Comment en suis-je venue à lire
Fairyland ?
Fairyland, le titre, rappelle le Neverland de
Peter Pan, le Wonderland d'Alice au Pays des Merveilles. La photographie en couverture, la quatrième de couverture nous expliquent très vite les couleurs choisies pour le titre : la Fairy s'illumine aux couleurs de la Gay Pride, car le père, Steve Abbott, l'homme en couverture, le père de l'enfant, fut l'un des activistes de la scène gay de San Francisco et le violet du Land nous ramènent plus à l'enfant, Alysia, symbolisant la délicatesse mais aussi la mort, le deuil ; et dans le langage des fleurs, le violet symbolise l'amour caché ... l'amour caché d'une fille à son père et d'un père à sa fille.
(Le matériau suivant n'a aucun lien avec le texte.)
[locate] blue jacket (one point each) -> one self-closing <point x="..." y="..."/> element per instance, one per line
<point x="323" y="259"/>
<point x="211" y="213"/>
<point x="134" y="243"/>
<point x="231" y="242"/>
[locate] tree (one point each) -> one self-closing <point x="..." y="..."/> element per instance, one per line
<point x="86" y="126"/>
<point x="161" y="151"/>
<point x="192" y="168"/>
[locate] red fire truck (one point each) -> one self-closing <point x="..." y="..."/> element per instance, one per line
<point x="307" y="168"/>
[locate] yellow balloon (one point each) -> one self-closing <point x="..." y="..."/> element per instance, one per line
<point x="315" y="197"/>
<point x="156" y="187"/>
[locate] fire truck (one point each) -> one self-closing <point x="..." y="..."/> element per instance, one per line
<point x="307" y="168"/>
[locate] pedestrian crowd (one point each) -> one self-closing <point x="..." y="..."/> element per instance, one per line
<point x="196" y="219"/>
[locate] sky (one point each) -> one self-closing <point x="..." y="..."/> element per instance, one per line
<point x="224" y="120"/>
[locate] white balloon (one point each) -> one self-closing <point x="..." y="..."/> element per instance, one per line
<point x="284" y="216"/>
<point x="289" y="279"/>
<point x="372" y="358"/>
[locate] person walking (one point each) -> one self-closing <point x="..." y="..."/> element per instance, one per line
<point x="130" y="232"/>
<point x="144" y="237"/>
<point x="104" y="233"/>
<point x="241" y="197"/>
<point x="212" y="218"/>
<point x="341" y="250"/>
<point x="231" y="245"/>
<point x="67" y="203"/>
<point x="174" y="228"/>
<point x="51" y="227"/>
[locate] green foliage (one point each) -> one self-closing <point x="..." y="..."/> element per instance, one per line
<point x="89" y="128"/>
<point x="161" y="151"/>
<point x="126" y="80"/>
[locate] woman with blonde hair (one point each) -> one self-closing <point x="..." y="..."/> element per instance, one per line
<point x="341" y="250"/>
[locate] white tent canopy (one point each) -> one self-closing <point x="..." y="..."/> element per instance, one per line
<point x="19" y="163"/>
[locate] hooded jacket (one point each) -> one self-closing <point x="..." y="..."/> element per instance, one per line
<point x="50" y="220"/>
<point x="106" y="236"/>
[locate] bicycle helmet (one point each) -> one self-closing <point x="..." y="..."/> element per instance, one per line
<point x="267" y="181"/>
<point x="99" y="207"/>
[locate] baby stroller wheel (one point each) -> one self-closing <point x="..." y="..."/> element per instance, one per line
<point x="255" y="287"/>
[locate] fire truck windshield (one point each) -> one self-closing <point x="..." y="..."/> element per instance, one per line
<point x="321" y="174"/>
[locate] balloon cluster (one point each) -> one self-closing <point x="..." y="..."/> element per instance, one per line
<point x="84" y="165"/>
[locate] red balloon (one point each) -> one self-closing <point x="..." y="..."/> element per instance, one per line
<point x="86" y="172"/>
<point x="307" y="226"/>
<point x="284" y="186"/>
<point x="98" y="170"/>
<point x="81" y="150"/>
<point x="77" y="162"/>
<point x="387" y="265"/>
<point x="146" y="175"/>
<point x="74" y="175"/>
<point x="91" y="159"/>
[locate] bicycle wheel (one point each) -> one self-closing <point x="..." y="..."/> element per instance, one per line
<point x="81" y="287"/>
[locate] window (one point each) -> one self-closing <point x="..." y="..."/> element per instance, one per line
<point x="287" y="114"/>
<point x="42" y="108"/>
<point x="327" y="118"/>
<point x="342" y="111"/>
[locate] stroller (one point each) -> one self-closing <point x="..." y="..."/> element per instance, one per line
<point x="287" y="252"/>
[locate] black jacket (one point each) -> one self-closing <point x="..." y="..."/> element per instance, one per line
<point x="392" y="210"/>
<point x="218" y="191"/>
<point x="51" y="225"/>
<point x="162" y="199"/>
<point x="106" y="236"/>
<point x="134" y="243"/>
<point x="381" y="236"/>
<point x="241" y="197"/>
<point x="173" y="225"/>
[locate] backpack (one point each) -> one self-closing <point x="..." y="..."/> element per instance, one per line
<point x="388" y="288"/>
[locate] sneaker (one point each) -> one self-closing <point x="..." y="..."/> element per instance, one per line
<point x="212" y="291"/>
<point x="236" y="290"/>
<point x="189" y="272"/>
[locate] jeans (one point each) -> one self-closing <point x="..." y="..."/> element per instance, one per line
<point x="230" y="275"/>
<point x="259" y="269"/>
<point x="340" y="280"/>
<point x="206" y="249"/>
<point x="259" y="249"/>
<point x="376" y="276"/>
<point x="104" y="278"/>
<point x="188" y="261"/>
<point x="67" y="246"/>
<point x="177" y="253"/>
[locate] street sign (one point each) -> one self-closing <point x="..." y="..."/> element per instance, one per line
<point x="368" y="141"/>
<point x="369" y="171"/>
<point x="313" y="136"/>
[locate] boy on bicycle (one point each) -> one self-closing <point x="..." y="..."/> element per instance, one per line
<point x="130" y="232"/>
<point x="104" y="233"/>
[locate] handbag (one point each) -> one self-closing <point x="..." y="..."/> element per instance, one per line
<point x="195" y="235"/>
Ce roman (auto)biographique raconte l'histoire d'Alysia qui se raconte mais qui raconte aussi son père. Au-delà de leur histoire personnelle, elle rapporte aussi l'histoire des gays, notamment des gays de San Francisco, dans les années fin 70-80, jusqu'aux années fin 90. Elle parle de l'épidémie de sida, qui a décimé la communauté, mais elle parle aussi et plus longuement des rencontres, des cercles où gravitaient son père etc, de l'activisme politique que la communauté faisait déjà à l'époque (en lutte contre les conservateurs qui s'inquiétaient pour les enfants qui grandissent dans ces communautés ou qui ne comprenaient pas cette libération sexuelle), des tensions et violences de ces années-là qui rappellent les tensions que nous avons encore aujourd'hui entre la communauté LGBTQI+ et d'autres partis moins "progressistes", que je qualifierais de "réactionnaires" justement en réaction à ce "progressisme" si bien décrit dans ce roman. Et elle parle des courants artistiques de l'époque, et l'on voit comment son père et d'autres sont devenus des écrivains, des poètes, militants, aussi, car son père s'attachait particulièrement à la publication des auteurs gays.
Mais il parle aussi dans ses oeuvres de sa vie de père célibataire et d'Alysia, sa fille, qui apparaît dans ses bandes dessinées, sur ses couvertures de livres, dans ses écrits, ses poèmes. Et c'est assez touchant de découvrir son enfant comme sa muse, mais c'est aussi inquiétant, je trouve, de voir qu'Alysia a été, enfant, embarquée dans des soirées où les hommes se mettaient à nu (lors de la lecture de poèmes), ou se mettaient véritablement nu, et se travestissaient, et faisaient je ne sais quoi pendant qu'elle, enfant ne sachant pas nager, se retrouve à barboter sans surveillance dans une piscine ... ou se voit confiée par son père à des colocataires drogués, ou se retrouve à jouer avec les pailles qu'elle trouve dans les poubelles, pailles qui ont servi à la consommation de cocaïne ( heureusement que son père n'utilisait pas de seringue dans l'appartement ...) ou se retrouve perdue seule, la nuit, dans les rues de San Francisco et manque de justesse de s'embarquer dans la voiture d'un inconnu ... D'où mes deux étoiles ... Cette lecture m'a vraiment dérangée par moments ... Mais bon, vous serez prévenus. Ceci n'est pas un manuel d'éducation pour jeunes filles et ceci n'est pas un manuel d'éducation pour les pères célibataires ou pour les familles monoparentales ou pour les familles aux parents gays ... Et ce n'est pas non plus un manuel d'éducation sexuelle (enfin j'espère, sinon ça serait bizarre d'impliquer une enfant là-dedans, bien que certains me diraient qu'il est important de faire de l'éducation sexuelle aux enfants ... mais ouais, non ... I would prefer not to ...)
Spoil : Alysia survit jusqu'à la fin. Alors certes, son père ne s'en sera peut-être pas si mal sorti que ça ? Même si Alysia dit elle-même qu'elle s'est sentie par moments délaissée, abandonnée (maltraitée, non, elle ne le dit jamais - elle n'adresse d'ailleurs pas vraiment de reproches à son père), et Alysia dit aussi qu'elle s'est sentie comme dissociée d'elle-même, à la fin ... Elle aura donc assez souffert de cette relation et moi aussi avec elle, et avec lui, d'où ma note douloureuse. Mais je comprends ceux qui n'auront retenu que le positif de cette histoire, car c'est un beau témoignage d'amour que ce livre, d'une fille à son père et d'un père à sa fille. Malgré les manquements et malgré les errances. Vraiment.